The technical standards that govern IP-based ATC voice systems, in particular EUROCAE ED-137 for voice over IP in aeronautical communications, set requirements for audio quality that translate directly into MOS thresholds. These are not aspirational targets; they are defined minimum levels that must be maintained across every operational voice path, at all times. Compliance is not a one-time certification exercise but an ongoing operational obligation.
This is where continuous voice quality monitoring becomes essential. Tracking MOS in real time across all active voice paths allows operations teams to identify when quality is approaching a threshold before it crosses one. A channel that shows a gradual decline in MOS over several hours is giving an early warning of something changing in the network or radio environment. Catching that pattern proactively, rather than waiting for a controller to report a problem, is the difference between a maintenance action and a safety event.
The challenge specific to ATC is scale combined with the requirement for continuous availability. A facility may have dozens or hundreds of active frequencies, each carrying its own RTP stream, each subject to its own network path and radio conditions. Monitoring MOS meaningfully across that environment requires automated analysis at a level of granularity that reflects how ATC voice actually behaves, including the ability to detect impairments that last only seconds but are nonetheless clearly audible to a controller or pilot.

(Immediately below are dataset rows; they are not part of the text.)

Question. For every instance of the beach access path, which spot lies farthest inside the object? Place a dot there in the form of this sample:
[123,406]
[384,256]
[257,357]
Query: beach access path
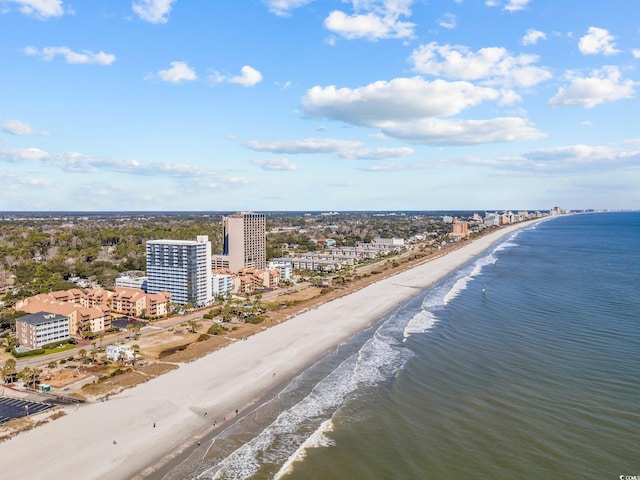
[133,432]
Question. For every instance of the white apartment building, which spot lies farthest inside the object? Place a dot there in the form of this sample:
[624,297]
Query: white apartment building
[244,237]
[38,329]
[182,268]
[222,284]
[285,268]
[131,280]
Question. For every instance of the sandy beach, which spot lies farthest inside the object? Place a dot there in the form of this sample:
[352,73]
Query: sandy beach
[157,420]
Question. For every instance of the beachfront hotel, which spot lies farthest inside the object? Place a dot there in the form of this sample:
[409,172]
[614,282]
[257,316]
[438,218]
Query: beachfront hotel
[42,328]
[182,268]
[244,242]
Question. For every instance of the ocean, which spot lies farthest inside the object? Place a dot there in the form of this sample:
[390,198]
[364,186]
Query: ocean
[524,363]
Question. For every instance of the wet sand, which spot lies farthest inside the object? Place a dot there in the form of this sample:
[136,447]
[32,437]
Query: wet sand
[185,403]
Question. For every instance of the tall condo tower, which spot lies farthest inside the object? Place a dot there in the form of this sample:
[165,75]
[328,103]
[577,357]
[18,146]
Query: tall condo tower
[245,240]
[182,268]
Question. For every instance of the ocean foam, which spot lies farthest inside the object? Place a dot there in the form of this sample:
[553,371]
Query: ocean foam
[305,424]
[318,439]
[421,322]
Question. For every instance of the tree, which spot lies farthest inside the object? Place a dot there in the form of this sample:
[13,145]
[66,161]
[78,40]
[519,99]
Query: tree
[30,376]
[8,371]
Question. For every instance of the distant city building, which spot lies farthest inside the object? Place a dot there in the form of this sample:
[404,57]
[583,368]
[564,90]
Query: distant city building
[38,329]
[393,242]
[134,302]
[459,230]
[491,219]
[244,242]
[285,269]
[222,283]
[118,353]
[72,304]
[182,268]
[132,280]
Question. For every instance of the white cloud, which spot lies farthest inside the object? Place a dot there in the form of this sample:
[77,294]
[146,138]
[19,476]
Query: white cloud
[283,7]
[40,9]
[307,145]
[84,57]
[448,20]
[179,72]
[153,11]
[405,108]
[376,153]
[604,85]
[398,99]
[434,131]
[532,36]
[511,6]
[372,20]
[248,77]
[492,65]
[16,127]
[583,156]
[392,167]
[515,5]
[276,164]
[74,162]
[598,40]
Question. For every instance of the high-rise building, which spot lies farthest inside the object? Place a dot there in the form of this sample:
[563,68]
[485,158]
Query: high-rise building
[244,242]
[182,268]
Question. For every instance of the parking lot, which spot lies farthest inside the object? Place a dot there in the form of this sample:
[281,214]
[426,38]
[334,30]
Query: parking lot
[12,408]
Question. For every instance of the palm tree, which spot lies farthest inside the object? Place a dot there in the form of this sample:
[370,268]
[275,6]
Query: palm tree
[30,376]
[8,371]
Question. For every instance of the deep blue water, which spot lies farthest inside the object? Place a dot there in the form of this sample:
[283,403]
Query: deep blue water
[523,364]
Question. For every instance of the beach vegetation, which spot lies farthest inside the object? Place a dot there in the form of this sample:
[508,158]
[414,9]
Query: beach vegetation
[9,371]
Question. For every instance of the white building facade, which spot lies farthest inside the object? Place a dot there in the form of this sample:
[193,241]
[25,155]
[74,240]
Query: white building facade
[182,268]
[222,284]
[42,328]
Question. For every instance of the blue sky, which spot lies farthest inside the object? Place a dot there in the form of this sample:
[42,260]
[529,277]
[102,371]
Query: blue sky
[319,104]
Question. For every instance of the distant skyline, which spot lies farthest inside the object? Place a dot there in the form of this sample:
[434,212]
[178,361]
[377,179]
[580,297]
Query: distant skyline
[291,105]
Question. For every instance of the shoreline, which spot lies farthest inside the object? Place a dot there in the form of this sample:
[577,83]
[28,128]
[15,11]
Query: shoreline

MOS and its practical limits
MOS is a valuable and widely trusted metric, but it is worth understanding what it does not capture. It measures perceptual quality at a point in time and from the perspective of the listener, but it does not directly reflect whether an instruction was understood correctly. A call can score reasonably well on MOS and still contain a moment of degradation severe enough to cause a mishearing. This is why MOS works best as one component of a broader quality assurance framework, alongside metrics that capture the specific impairments that drive degradation rather than just their combined perceptual effect.
It is also worth noting that different MOS estimation methods do not always produce identical scores for the same audio. PESQ, POLQA, and network-model-based estimates each have their own calibration and their own strengths. Understanding which method a monitoring system uses, and what assumptions it makes, is important context for interpreting the numbers it produces.